Thomas Bernhard, Meine Preise
Suhrkamp, 139 Seiten, 15,80 EUR, ISBN: 978-3-518-42055-3

Die Literaturpreisverleihung als Dichterfolter – das ist das Thema des letzten Buches, das Thomas Bernhard seinem Verleger Siegfried Unseld versprochen hatte. Jetzt ist es aus dem Nachlass erschienen, eine Sammlung von auto-biografischen Texten, die kunstvoll und leidvoll belegen, dass Ruhmeslorbeer und Almosen im Dichterleben oft kaum voneinander zu unterscheiden sind.
Hugh Trevor-Roper, Der Eremit von Peking
Eichborn Verlag, 32,00 EUR, ISBN: 978-3-8218-4590-6

Boxeraufstand, Sturz des chinesischen Kaiserthrons, kostbare Schriftrollen und dubiose Waffengeschäfte im Ersten Weltkrieg: In diesem Szenario verfolgt der Historiker und ehemalige Agent Hugh Trevor-Roper die Spur eines genialen Fälschers und Hochstaplers, der das Leben eines ehrwürdigen Gelehrten zu führen vorgab: eine atemraubende historische Recherche über den Schurken Backhouse.
Irina Brežná, Die beste aller Welten
Edition Ebersbach, 168 Seiten, 18,00 EUR, ISBN: 978-3-938740-72-9

Wie reagieren Kinder auf die Allgegenwart der Ideologie in einem totalitären System?
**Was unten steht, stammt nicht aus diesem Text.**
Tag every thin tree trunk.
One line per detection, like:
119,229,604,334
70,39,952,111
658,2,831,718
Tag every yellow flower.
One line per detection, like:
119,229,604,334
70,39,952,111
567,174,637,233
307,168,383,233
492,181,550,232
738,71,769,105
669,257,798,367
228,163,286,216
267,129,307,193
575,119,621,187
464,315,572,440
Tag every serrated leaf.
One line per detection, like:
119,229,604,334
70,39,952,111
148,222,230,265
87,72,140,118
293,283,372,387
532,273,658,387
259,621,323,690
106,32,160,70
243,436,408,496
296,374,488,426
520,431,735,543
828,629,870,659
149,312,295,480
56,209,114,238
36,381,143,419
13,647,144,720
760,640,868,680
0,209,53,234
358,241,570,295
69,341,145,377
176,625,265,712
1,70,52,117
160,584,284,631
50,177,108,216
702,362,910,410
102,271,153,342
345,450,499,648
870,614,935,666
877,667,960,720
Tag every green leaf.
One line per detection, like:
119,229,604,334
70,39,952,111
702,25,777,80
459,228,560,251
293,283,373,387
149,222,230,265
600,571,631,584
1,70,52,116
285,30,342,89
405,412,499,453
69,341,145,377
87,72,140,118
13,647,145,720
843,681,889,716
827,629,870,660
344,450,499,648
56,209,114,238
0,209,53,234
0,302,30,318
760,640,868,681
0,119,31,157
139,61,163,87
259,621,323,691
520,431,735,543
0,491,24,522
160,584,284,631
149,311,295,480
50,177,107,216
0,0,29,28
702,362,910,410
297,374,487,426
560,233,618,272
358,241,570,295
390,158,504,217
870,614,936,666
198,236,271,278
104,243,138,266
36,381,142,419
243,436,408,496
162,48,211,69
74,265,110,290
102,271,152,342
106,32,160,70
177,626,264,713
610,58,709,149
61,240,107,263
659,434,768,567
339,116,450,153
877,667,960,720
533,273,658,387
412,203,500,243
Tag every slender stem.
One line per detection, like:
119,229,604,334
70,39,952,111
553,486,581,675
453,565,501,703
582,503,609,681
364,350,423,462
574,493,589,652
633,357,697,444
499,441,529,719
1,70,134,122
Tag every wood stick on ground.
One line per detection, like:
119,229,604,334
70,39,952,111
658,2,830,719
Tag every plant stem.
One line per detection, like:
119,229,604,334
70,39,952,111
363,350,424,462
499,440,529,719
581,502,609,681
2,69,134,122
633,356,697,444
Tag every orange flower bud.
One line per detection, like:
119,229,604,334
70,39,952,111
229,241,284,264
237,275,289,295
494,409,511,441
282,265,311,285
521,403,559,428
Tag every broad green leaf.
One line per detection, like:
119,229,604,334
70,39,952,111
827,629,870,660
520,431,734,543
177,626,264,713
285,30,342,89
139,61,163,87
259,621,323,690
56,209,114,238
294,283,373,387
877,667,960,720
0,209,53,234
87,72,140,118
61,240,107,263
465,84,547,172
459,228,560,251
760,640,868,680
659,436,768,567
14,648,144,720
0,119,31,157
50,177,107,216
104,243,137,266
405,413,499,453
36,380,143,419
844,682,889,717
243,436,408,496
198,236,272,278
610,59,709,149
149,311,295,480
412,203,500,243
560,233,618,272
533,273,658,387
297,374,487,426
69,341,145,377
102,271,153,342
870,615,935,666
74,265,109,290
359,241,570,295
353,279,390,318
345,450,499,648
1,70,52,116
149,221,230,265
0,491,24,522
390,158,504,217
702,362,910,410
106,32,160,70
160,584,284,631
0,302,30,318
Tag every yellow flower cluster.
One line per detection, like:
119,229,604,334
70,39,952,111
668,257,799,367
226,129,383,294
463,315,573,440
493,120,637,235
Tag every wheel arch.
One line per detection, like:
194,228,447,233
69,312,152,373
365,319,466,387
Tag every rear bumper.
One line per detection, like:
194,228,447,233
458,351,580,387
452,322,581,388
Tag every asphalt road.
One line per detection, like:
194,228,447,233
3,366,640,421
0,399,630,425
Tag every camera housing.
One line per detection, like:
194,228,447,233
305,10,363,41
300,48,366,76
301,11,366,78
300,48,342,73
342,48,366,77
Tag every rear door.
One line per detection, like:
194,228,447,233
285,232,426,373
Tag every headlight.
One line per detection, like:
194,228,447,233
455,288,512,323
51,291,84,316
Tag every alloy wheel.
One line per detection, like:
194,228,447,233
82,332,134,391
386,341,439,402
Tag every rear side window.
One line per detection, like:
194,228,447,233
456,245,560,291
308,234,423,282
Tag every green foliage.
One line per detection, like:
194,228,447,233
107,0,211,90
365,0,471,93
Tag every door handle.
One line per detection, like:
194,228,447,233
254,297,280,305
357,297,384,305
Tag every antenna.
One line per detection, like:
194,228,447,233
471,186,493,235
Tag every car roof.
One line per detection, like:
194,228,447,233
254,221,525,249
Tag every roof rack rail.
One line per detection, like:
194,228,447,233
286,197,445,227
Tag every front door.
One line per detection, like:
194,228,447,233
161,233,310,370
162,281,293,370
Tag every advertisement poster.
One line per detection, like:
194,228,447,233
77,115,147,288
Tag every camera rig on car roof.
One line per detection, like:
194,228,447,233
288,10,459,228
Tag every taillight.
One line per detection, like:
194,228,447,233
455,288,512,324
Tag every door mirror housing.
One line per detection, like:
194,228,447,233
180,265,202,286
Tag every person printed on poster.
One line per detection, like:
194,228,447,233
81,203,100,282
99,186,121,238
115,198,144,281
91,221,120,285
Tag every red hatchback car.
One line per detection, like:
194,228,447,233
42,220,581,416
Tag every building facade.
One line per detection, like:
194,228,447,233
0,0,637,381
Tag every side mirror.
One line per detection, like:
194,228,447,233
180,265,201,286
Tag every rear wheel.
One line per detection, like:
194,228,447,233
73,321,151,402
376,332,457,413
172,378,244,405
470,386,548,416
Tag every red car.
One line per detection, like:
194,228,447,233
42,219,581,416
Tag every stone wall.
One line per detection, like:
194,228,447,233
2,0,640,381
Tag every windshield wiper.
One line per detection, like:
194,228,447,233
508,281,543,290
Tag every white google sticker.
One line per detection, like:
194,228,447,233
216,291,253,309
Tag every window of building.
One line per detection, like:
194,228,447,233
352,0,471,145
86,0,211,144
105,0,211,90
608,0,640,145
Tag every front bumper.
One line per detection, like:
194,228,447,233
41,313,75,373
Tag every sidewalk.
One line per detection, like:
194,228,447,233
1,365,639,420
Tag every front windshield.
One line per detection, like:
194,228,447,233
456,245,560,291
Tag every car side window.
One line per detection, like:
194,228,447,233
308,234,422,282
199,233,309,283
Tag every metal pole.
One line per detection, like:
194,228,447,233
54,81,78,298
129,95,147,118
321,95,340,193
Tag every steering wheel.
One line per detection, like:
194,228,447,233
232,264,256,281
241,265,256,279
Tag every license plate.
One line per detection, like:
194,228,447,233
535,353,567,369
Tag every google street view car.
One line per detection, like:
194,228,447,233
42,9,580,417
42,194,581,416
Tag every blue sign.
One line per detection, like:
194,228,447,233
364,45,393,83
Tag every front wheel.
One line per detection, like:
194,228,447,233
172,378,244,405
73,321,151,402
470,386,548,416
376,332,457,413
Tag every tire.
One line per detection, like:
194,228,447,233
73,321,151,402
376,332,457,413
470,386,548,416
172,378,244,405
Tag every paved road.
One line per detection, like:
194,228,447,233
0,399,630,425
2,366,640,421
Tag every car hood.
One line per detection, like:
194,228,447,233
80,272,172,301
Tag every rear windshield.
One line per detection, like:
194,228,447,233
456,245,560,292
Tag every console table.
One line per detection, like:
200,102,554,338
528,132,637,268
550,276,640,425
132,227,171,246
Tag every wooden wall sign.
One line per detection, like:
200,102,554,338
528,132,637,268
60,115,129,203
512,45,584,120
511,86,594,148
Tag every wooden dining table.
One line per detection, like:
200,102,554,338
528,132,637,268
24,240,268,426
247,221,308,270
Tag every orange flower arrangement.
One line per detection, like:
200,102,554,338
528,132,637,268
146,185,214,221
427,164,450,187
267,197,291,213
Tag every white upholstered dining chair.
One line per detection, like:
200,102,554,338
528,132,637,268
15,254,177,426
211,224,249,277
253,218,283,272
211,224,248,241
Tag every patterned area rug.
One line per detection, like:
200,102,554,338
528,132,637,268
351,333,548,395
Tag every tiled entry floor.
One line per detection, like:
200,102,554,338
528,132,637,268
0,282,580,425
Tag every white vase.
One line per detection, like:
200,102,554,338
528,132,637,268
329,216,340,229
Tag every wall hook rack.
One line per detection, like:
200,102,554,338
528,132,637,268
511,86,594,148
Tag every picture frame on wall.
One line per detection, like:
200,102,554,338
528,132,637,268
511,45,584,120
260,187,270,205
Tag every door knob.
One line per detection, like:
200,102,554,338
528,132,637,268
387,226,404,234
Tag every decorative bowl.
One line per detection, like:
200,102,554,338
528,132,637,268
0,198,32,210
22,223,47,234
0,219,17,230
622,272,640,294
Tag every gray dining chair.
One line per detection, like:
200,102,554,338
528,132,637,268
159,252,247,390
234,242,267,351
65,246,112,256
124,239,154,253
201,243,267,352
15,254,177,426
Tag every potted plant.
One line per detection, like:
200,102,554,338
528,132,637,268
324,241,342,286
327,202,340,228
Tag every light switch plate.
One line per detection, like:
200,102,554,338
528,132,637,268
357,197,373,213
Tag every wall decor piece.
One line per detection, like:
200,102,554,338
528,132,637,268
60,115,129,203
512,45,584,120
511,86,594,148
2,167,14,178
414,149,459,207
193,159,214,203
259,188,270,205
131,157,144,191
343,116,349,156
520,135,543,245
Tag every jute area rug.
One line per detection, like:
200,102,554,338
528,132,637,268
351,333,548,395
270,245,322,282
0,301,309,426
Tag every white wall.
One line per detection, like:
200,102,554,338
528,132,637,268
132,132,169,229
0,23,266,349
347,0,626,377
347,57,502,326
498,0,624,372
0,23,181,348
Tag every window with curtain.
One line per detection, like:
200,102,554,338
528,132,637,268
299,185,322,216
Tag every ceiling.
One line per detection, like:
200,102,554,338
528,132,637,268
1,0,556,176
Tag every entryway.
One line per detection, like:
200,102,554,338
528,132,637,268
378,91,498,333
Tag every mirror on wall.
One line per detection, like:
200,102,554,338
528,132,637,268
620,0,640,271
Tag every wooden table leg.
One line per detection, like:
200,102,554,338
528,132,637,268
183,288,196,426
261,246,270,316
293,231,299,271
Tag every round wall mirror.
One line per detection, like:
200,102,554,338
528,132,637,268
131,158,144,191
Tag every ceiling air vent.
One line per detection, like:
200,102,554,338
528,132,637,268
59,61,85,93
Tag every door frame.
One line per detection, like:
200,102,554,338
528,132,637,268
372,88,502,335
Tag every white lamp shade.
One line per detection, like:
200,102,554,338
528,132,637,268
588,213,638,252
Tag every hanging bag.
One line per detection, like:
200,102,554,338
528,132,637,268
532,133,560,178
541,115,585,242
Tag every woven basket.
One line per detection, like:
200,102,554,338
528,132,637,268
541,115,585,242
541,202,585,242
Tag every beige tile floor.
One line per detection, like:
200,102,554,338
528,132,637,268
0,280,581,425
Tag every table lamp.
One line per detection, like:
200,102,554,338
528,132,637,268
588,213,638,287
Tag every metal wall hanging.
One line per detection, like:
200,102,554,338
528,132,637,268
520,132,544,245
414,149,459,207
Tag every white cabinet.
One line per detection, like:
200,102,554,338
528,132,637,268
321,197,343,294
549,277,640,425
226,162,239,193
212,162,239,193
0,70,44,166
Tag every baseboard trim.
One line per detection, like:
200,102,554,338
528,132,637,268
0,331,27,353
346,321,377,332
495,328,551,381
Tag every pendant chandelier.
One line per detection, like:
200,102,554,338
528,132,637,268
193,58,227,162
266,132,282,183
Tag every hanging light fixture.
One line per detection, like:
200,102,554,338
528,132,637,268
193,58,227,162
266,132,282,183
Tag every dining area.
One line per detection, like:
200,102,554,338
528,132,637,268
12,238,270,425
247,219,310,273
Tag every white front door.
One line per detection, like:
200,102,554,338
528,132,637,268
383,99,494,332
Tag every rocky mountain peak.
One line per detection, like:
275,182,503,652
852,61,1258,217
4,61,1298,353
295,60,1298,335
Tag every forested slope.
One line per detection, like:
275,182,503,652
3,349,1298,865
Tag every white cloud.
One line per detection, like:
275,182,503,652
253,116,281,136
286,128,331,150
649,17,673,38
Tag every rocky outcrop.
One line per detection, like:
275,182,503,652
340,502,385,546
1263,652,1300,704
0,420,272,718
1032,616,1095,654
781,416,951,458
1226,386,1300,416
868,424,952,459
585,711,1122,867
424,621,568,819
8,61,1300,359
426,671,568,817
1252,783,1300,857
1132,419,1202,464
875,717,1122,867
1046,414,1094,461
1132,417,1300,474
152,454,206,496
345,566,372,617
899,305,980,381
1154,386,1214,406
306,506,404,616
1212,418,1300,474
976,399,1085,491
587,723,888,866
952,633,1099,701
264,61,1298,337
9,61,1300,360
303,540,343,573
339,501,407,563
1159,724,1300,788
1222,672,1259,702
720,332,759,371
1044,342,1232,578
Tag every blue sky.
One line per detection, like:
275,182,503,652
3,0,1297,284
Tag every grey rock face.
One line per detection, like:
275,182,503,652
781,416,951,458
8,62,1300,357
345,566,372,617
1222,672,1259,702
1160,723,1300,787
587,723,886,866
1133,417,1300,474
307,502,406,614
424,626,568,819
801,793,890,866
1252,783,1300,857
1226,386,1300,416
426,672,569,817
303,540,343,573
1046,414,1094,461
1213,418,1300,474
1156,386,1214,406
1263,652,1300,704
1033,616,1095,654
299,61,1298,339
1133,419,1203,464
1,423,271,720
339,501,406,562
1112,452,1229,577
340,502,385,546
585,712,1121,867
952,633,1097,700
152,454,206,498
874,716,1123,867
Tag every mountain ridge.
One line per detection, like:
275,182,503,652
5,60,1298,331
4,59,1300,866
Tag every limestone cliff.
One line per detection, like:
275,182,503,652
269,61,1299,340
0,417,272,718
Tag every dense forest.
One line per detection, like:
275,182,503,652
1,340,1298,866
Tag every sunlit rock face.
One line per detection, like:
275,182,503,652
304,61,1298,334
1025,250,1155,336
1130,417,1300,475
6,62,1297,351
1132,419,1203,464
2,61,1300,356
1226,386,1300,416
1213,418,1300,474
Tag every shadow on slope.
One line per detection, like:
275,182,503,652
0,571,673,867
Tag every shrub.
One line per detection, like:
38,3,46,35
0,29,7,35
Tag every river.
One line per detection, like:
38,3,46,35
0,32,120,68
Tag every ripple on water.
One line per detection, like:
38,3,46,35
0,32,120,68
Seit Agota Kristofs Klassiker »Das große Heft« hat keine Autorin aus Osteuropa das Thema mehr so eindringlich behandelt wie Irena Brežná in ihrem autobiografisch grundierten Roman »Die beste aller Welten«: Dieser schildert eine berührende Reise in eine bleierne Kindheit hinter dem Eisernen Vorhang.
Orhan Pamuk, Das Museum der Unschuld
Carl Hanser, 576 Seiten, 24,90 EUR, ISBN: 978-3-446-23061-3

Schon heute steht fest, dass der türkische Nobelpreisträger Orhan Pamuk der Weltliteratur mit seiner Liebesgeschichte von Kemal und Füsun etwas hinzufügt, was es so noch nie gegeben hat. Denn Pamuk lässt das Museum, von dem der Titel spricht, in Istanbul tatsächlich bauen: als einzigartiges Monument der Liebe zum Leben und zur Literatur. Ein künftiger Klassiker.